Analysis

Eli Lilly: Growth Hype Pushes Stock 17% Past Fair Value

By stockpickr AI | March 3, 2026 | 10 min read

Investment Summary

Eli Lilly (LLY) in the Pharmaceuticals sector appears significantly overvalued based on the DCF analysis, driven by massive recent growth expectations.

Investment Recommendation

Hold

Fair Value: $610.50

Current Price: $734.41

Upside/Downside: -16.87%

The DCF model suggests a fair value significantly lower than the current market price, indicating the stock is substantially overvalued based on conservative growth assumptions.
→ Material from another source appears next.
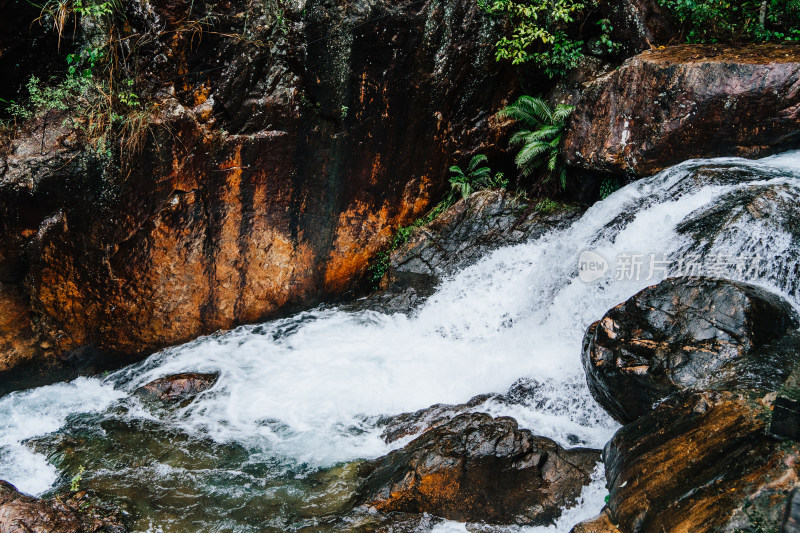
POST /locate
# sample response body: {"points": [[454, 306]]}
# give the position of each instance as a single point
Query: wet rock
{"points": [[273, 171], [463, 233], [556, 398], [24, 514], [665, 106], [467, 230], [405, 424], [177, 387], [791, 514], [689, 333], [599, 524], [700, 462], [478, 468]]}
While the business outlook is excellent, the current price already reflects ultra-aggressive, near-term growth projections, leaving limited margin of safety.

Key Metrics

  • Market Cap: $923.35B
  • P/E Ratio: 113.48x
  • Forward P/E: 48.78x
  • Revenue Growth (YoY): 26.10%
  • Net Margin: 22.51%
  • ROE: 33.60%
  • Debt/Equity: 0.37
  • Dividend Yield: 0.63%

Strengths

  • Dominant position in the rapidly expanding obesity/diabetes drug market with Mounjaro/Zepbound (Tirzepatide).
  • Exceptional recent revenue growth, reporting Q1 2024 revenue of $9.34 billion, up 26% YoY.
  • Strong profitability demonstrated by a high Net Margin of 22.51% on a trailing basis.
  • Robust balance sheet with significant cash reserves providing flexibility for R&D and acquisitions.

Risk Factors

  • The current valuation (P/E > 113x) heavily prices in flawless execution and continued high growth rates.
  • Exclusivity risk and intense competition from Novo Nordisk (Wegovy/Ozempic) and potential entrants.
  • Regulatory and patent expiry risks associated with key revenue drivers down the line.